I'm the new guy on the block but I had this tid bit (kinda long actually) of information on hand and hopefully some of it will be useful to you... note the amp portion of portable tools...


Author: Christopher Seward P.E. W 239 N6512 Maple Avenue Sussex, WI 53089 (414) 246-9826

"Rating Tools Based on Ratings"

A Guide to Power Tools Motors and what the Ratings Indicates..

The author: Professional Engineer with 11 years experience designing motors, components, and motor controls used in both portable, hand held electric power tools and stationary workshop machines and tools.

Introduction 

Chances are you have been at your local hardware store or tool distributor wondering what information tool literature and nameplates are really telling you about particular models and how do you figure out how to use this information to make an intelligent purchasing decision. Tool manufacturers want you to know the capabilities of a particular tool, but they also want to play up the strengths of a particular model especially when compared to the competition. The information put on tool nameplates and literature can be useful, providing one has a good understanding of what this information means.

In most applications, there are two types of motors used in 120 volt corded power tool applications. These are the Universal (AC & DC) and the Induction (AC only) motors.

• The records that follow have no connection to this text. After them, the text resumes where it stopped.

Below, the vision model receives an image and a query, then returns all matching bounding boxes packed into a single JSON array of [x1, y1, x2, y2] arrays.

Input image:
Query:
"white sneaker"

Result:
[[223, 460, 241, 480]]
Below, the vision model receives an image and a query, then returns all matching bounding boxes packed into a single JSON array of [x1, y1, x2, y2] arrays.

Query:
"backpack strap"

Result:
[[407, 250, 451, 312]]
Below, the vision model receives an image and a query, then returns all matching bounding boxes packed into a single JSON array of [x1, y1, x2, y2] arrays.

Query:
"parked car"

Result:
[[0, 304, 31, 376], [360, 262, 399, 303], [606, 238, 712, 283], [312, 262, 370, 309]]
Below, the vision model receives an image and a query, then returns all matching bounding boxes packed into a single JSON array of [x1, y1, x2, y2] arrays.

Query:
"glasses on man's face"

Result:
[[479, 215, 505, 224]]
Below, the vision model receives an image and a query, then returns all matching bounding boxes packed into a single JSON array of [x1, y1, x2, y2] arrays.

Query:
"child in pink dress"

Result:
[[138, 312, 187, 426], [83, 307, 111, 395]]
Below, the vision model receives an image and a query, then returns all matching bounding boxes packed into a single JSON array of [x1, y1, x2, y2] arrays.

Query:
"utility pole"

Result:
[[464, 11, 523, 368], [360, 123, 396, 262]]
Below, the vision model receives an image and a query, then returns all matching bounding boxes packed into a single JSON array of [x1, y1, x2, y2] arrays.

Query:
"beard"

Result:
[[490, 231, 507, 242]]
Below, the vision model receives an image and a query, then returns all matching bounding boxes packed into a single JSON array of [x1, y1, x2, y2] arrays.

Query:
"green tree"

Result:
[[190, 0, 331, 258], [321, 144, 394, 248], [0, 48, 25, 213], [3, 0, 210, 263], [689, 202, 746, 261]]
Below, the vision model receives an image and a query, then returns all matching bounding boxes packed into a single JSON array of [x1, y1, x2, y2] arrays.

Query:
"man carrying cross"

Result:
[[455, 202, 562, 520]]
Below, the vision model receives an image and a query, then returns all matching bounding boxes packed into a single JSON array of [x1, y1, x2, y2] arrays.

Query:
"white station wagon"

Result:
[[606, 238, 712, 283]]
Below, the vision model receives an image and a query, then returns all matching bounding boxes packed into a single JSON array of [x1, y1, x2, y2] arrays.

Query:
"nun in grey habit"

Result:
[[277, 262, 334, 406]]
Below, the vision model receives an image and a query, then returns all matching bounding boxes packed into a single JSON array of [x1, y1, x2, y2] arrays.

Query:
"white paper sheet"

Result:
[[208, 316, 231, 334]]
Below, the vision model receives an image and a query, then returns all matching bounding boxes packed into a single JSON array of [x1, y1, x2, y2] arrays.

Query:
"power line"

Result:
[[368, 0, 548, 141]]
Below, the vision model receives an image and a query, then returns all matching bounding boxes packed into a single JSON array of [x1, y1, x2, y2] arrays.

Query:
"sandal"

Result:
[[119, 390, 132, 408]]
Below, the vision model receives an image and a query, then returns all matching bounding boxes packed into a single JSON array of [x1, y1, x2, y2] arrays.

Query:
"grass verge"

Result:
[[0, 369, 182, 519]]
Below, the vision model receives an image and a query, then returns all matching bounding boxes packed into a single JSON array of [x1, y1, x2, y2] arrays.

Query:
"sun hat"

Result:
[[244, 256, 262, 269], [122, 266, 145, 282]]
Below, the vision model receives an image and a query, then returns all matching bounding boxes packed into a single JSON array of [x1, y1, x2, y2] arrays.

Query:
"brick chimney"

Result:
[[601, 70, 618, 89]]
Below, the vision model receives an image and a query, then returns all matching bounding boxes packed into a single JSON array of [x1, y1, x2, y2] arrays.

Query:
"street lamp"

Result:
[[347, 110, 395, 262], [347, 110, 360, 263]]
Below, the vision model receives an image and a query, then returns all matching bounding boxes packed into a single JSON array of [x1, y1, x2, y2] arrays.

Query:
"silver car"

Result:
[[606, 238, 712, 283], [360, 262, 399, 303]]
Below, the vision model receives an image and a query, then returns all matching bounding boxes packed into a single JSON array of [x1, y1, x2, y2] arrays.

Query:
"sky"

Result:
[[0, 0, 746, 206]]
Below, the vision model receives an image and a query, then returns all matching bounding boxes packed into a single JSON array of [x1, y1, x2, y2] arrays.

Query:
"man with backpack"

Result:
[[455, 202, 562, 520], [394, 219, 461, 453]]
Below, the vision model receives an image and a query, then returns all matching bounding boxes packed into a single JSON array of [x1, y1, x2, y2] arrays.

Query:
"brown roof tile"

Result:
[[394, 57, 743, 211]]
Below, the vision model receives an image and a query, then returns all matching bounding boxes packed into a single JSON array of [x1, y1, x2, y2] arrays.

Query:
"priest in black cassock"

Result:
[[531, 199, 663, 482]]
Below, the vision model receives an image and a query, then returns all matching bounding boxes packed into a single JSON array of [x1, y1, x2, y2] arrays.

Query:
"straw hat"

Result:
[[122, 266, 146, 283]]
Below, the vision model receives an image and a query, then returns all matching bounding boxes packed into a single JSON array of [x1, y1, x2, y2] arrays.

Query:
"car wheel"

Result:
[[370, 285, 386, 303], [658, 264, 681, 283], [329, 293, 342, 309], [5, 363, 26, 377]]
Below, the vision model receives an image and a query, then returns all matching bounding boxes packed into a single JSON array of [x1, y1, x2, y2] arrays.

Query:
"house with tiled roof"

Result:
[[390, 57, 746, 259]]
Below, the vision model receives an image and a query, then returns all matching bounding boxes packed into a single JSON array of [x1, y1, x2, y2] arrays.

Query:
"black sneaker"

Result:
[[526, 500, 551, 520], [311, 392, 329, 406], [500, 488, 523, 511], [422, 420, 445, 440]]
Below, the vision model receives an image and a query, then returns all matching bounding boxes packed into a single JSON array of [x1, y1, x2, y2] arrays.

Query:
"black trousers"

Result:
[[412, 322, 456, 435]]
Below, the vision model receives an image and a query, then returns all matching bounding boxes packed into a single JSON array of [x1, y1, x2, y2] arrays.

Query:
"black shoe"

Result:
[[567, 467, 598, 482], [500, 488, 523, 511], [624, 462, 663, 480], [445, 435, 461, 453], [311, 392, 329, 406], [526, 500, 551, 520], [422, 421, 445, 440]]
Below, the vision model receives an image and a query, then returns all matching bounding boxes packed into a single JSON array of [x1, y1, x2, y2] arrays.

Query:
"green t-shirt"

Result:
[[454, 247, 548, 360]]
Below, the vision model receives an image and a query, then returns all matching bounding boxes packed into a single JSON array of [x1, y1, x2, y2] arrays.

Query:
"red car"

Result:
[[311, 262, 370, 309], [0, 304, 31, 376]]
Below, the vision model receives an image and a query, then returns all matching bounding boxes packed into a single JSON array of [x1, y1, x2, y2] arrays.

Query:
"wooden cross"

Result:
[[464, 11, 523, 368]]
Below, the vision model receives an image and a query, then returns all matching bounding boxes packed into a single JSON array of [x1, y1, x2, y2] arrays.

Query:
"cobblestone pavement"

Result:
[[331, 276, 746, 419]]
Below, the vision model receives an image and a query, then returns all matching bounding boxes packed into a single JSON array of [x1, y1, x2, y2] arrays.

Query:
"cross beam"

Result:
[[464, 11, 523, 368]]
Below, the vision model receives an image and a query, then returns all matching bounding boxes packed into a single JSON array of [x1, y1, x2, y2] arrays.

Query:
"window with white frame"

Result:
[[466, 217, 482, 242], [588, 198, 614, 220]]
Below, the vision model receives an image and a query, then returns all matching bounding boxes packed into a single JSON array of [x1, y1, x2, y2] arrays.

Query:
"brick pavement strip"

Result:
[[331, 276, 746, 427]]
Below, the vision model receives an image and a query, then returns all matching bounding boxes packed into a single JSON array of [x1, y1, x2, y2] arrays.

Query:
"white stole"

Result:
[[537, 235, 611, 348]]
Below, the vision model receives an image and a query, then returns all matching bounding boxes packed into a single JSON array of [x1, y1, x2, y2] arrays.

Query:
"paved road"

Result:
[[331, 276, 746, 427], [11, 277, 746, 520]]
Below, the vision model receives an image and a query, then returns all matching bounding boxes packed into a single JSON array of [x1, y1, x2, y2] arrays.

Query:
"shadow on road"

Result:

This article will not cover motors that may appear in limited usage such as Switched Reluctance motors nor will it cover the Permanent Magnet DC motors used in battery operated tools.

The most important item to keep in mind from this article is that heat is the primary enemy of an electrical motor. If heat buildup can be kept to a minimum, a tool motor will easily last the life of the unit. A properly designed motor should not stress the insulation system by allowing too much heat to build up within the motor.

I. Hand held Power Tools
Universal Motor Description

Portable hand held tools are powered by Universal motors. The term "Universal" comes from the fact that these motors can be operated on either AC or DC voltage. One should be aware of the fact that portable hand held electric tools with speed control devices or other electronic controls will be rated for AC voltage only. This is due to the constraints of the electronics and switches, not the motor. A universal motor is a series connected motor consisting of two major components. The stator (or field) is the non moving part of the motor. The stator is made of copper windings wound on a stack of thin, high quality, magnetic steel laminations. The stator is connected to the rest of the motor circuit via lead wires and/or terminals. The armature is the rotating member and is supported by either ball bearings or bushings on each end of the shaft. Like the stator, the armature is made of copper wire wound on a stack of laminations. Each winding coil in the an-nature is fused to a commutator made of copper bars pressed on one end of the shaft. The armature is electrically connected to the rest of the motor circuit via carbon brushes riding on the commutator...
The universal motor spins at high revolutions per minute (RPM), typically in the range of 22,000 - 25,000 RPM. There are new motors being designed to operate at over 35,000 RPM. These high speed characteristics are what make this motor style so desirable for small applications. A lot of horsepower (HP) can be generated from a small motor package because HP is dependent on RPM.

To illustrate this point, the equation for Horsepower is:

Equation #1 HP = Torque (lb. -ft.) X RPM 5250
In other words, the higher the RPM generated for the same torque output, the higher the HP. These high rpm's also help with motor cooling. A fan is mounted on the armature to move air through the tool. This air will draw the heat generated by the motor out and away. As will be seen later, cooling has a definite bearing on nameplate values.

Hand Held Power Tool Nameplate Ratings

Listed here are the items found in tool nameplates and literature and an explanation of what each item means.

1. AMPS — My experience with amp ratings indicates there is a lot of confusion in the marketplace as to what this rating indicates. Some of this is due to a lack of understanding of motor characteristics but unfortunately, some of this misunderstanding is due to purposefully misleading information advertised by manufacturers. We have all seen advertising literature with phrases like "delivers 8.0 full amps of power!" This is not correct terminology.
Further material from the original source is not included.